Fox, CNN propaganda talking point: Harp on 'deficits,' don't mention GWBush Wall Street bailout
--Simple tactics, corporate media
It's simple, it works, it's dishonest: Talk through your multi-billion media megaphone about Washington in a "sea of red ink," talk about having bailed out Wall Street but not Main Street, talk about "job creation"--but never, never, under any circumstances mention that the unlidded, virtually unmonitored, tumorous financial-sector-bonanza $350 billion Wall Street bailout came in fall of 2008 under the GWBush administration and was entirely the notion of the Bush circle.

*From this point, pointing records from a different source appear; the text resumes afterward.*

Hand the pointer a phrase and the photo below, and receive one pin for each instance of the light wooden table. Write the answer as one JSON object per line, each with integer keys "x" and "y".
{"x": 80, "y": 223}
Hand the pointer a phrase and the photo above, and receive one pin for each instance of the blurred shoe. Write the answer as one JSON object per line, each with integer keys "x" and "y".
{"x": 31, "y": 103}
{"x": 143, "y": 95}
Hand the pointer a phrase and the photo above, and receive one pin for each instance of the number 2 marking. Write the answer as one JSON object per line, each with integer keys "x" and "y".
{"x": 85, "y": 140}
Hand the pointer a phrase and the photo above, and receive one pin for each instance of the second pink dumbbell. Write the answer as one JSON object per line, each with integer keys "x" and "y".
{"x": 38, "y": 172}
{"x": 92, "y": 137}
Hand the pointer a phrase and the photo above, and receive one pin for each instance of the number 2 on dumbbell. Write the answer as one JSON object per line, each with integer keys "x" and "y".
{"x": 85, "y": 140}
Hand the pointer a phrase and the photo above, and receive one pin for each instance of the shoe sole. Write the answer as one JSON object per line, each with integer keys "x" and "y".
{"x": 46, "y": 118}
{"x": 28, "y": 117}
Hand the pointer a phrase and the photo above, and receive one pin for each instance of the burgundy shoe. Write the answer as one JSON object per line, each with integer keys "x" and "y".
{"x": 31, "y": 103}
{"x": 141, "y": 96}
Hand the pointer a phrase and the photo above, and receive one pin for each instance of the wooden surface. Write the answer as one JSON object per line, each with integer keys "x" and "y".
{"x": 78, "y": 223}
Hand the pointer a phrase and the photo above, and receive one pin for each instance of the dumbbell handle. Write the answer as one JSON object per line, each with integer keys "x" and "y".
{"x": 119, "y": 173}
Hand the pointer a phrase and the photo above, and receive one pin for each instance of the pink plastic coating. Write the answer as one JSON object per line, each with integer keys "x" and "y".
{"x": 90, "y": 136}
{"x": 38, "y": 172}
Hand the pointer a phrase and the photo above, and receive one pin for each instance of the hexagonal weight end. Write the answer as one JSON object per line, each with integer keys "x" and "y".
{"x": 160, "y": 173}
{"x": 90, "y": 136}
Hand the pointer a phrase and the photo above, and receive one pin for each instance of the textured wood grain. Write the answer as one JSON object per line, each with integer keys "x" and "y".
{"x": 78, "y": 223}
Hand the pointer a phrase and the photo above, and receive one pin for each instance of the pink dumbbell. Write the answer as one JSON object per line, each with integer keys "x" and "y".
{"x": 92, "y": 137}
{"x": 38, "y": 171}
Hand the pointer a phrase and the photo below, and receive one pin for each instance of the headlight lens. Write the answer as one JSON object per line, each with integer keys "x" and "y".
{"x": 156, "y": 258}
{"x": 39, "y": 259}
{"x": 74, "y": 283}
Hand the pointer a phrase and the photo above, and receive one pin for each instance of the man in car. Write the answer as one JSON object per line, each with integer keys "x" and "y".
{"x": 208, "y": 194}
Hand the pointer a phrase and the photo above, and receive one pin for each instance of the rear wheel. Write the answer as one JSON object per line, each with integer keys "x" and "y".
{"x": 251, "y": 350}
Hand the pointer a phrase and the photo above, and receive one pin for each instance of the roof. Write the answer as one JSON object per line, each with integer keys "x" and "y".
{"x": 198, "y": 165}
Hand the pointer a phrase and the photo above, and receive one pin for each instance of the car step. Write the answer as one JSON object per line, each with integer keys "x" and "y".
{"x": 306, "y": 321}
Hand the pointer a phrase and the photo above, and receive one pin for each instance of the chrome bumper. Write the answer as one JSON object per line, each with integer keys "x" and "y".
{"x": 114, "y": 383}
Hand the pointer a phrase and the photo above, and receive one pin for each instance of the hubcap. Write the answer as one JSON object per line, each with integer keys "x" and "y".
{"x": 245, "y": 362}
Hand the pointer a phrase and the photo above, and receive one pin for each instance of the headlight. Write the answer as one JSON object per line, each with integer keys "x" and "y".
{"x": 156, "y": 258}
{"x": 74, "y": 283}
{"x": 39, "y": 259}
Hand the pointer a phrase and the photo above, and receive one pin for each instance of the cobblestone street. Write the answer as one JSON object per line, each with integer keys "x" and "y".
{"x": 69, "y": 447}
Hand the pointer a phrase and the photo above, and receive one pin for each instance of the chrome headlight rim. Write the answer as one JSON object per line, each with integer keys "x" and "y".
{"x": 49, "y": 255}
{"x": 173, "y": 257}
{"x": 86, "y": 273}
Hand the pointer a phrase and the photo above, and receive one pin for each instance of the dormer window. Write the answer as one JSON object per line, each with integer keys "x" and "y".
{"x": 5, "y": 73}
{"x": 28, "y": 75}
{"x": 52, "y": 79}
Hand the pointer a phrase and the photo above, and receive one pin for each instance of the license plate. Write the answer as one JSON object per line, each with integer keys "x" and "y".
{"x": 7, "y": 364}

We are not off to a good start for this week. Two of the morning (Sunday, October 11, 2009) talk shows so far are discussing the U.S. economy and economic distress, Fox News Sunday and CNN's show with John King. Chris Wallace on Fox hosts two Repubs--casino mogul Steve Wynn, mouthing pieties about "jobs," which is interesting--and former GWBush budget director Mitch Daniels, who was able to parlay his administration position into the governorship of Indiana.
Inveighing against deficits and "health care and all that other stuff"--Wynn's words--neither Wynn, Daniels, nor Wallace MENTIONS that the unregulated, unmonitored, now-much-disappeared Wall Street bailout of September-October 2008 came entirely under Bush-GOP auspices and was entirely the production of the Bush administration.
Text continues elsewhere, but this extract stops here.